In 2009, Anastassiou won an $800,000 award from the National Institute of Health jointly with Maria Karayiorgou of Columbia University Medical Center for a project entitled "Computational discovery of synergistic mechanisms responsible for psychiatric disorders", aiming to discover the biological mechanisms of psychological disorders such as schizophrenia. The project aims to investigate genetic variations based on genome-wide association data for psychiatric disorders to elucidate genetic mechanisms behind schizophrenia and bipolar disorder.

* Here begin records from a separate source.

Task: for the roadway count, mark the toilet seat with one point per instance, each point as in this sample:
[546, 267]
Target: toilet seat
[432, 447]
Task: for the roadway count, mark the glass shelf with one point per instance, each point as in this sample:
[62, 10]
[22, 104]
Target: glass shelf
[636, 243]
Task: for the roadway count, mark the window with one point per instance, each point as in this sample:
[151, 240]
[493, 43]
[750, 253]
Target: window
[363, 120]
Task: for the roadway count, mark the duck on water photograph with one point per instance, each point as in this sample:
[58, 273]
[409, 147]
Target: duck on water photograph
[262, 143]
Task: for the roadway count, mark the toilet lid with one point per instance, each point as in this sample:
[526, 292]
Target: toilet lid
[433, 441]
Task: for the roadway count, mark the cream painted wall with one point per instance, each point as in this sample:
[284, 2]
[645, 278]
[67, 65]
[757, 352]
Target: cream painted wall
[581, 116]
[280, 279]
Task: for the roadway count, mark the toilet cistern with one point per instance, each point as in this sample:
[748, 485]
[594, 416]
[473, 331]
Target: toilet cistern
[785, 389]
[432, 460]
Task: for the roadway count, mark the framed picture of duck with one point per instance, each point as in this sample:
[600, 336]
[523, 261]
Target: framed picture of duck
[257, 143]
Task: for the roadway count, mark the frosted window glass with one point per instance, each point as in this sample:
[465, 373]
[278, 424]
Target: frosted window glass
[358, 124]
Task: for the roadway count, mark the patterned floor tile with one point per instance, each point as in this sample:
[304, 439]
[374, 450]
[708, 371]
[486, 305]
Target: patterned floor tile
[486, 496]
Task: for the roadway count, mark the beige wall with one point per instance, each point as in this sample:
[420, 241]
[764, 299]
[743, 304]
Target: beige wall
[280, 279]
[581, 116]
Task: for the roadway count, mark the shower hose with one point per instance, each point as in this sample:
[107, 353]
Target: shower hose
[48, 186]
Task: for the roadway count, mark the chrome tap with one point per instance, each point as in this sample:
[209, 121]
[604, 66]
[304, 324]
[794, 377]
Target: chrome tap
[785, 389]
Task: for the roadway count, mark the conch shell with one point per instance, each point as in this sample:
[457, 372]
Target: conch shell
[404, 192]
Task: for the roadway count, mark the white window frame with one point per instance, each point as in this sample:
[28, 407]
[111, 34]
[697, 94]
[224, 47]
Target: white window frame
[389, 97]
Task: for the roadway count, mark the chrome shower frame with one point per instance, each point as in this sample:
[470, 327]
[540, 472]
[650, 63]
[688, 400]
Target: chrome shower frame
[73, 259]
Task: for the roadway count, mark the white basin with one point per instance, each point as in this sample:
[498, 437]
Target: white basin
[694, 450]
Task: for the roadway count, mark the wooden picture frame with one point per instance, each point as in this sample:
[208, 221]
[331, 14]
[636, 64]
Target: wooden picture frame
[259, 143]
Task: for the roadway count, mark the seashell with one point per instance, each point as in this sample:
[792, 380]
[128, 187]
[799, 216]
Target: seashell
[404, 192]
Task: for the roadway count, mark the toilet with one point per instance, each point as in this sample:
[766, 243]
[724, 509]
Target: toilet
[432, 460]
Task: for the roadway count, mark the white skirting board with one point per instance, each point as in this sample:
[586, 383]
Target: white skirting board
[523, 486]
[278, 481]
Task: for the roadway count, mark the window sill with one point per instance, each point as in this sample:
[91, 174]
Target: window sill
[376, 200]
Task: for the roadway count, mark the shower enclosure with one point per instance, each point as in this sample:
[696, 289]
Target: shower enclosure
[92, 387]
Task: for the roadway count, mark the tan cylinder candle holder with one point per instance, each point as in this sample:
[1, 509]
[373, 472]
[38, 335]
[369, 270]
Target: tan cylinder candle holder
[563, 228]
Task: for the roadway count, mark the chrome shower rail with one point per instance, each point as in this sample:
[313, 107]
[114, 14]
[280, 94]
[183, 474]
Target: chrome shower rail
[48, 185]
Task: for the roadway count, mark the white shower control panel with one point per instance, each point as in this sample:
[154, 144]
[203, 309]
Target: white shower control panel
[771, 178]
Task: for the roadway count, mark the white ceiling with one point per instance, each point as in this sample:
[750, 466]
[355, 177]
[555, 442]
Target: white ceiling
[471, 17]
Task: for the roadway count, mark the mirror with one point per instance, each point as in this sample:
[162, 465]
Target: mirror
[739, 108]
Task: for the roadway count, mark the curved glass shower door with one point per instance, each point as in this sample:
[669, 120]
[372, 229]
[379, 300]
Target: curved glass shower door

In 2013, Anastassiou was inducted as a Fellow of the National Academy of Inventors. As of 2013, Dimitris Anastassiou holds 14 U.S. and 8 international patents, which have so far generated up to $100 million in revenues for Columbia University.

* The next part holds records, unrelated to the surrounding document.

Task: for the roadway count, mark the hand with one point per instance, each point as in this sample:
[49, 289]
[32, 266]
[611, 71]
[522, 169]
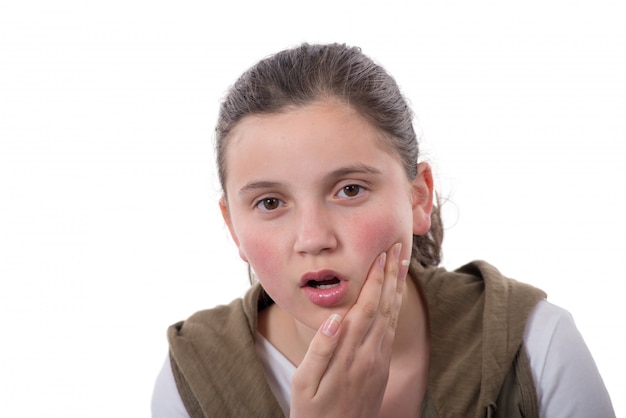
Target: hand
[345, 370]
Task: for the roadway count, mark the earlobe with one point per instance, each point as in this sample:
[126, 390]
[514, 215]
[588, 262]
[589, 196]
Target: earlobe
[422, 199]
[227, 219]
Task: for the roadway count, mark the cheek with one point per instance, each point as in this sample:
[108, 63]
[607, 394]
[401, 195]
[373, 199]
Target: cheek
[262, 256]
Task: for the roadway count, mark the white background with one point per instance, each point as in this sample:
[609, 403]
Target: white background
[109, 228]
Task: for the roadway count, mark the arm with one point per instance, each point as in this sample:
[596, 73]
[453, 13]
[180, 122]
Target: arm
[567, 379]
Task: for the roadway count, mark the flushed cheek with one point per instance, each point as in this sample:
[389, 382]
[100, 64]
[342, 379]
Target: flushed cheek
[379, 234]
[264, 258]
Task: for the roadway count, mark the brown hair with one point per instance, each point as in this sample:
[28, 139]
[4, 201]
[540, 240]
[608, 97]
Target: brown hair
[308, 73]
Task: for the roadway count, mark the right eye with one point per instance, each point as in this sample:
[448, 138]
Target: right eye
[269, 204]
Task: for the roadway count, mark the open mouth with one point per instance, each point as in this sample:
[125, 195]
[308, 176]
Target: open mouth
[326, 283]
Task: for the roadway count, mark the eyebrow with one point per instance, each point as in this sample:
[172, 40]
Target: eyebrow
[340, 172]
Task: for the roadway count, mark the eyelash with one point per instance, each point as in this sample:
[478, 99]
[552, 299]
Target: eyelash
[360, 189]
[276, 203]
[261, 204]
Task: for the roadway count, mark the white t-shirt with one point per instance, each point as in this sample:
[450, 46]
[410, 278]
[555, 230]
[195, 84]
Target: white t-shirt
[561, 365]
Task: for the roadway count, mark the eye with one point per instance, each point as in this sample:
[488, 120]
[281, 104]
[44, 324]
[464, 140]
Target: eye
[269, 204]
[351, 190]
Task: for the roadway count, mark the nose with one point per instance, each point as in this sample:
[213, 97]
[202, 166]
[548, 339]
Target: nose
[315, 232]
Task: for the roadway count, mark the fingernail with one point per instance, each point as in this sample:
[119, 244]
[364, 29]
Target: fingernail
[404, 269]
[396, 251]
[331, 325]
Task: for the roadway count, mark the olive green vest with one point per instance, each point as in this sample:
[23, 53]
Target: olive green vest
[478, 366]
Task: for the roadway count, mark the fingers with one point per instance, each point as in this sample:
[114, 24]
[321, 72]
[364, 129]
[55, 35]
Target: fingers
[375, 314]
[315, 363]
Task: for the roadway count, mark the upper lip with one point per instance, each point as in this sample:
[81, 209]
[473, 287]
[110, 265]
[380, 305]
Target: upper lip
[318, 276]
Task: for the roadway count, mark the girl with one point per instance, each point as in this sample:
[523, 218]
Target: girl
[349, 315]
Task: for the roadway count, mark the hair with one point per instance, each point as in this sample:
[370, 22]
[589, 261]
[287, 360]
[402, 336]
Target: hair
[308, 73]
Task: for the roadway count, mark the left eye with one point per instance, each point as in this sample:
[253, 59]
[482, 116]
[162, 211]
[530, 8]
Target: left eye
[351, 190]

==== Breast Cancer Prognosis Challenge ====
In 2013, a team led by Anastassiou won the Breast Cancer Prognosis Challenge (BCC), run by Sage Bionetworks and Dialogue for Reverse Engineering Assessments and Methods (DREAM), which challenged teams to develop models to predict breast cancer survival rates based on a large gene expression and clinical feature dataset. Anastassiou's team won the challenge despite being smaller and despite competing against teams from companies such as IBM, by taking an approach that was "out-of-the-box" and "completely novel".

His group's submission used a model which relied on the signatures of three metagenes, which Anastassiou's group had previously associated with several cancers. Prior to the challenge, Anastassiou had been doing research on attractor metagenes, genetic signatures expressed nearly identically between different cancers. The model predicts with 76 percent accuracy which of two breast cancer patients will live longer, which is far better than any models previously available.

Of the results, Anastassiou said:

These signatures manifest themselves in specific genes that are turned on together in the tissues of some patients in many different cancer types... If these general cancer signatures are useful in breast cancer, as we proved in this challenge, then why not in other types of cancer as well? I think that the most significant -- and exciting -- implication of our work is the hope that these signatures can be used for improved diagnostic, prognostic, and eventually, therapeutic products, applicable to multiple cancers.

The findings from the competition were published in Science Translational Medicine. While the results are not yet ready for clinical use, Anastassiou's group is currently working to extend these findings to predict whether patients need further treatment.

The research for the competition was partially funded by Anastassiou's patents in DVD encoding.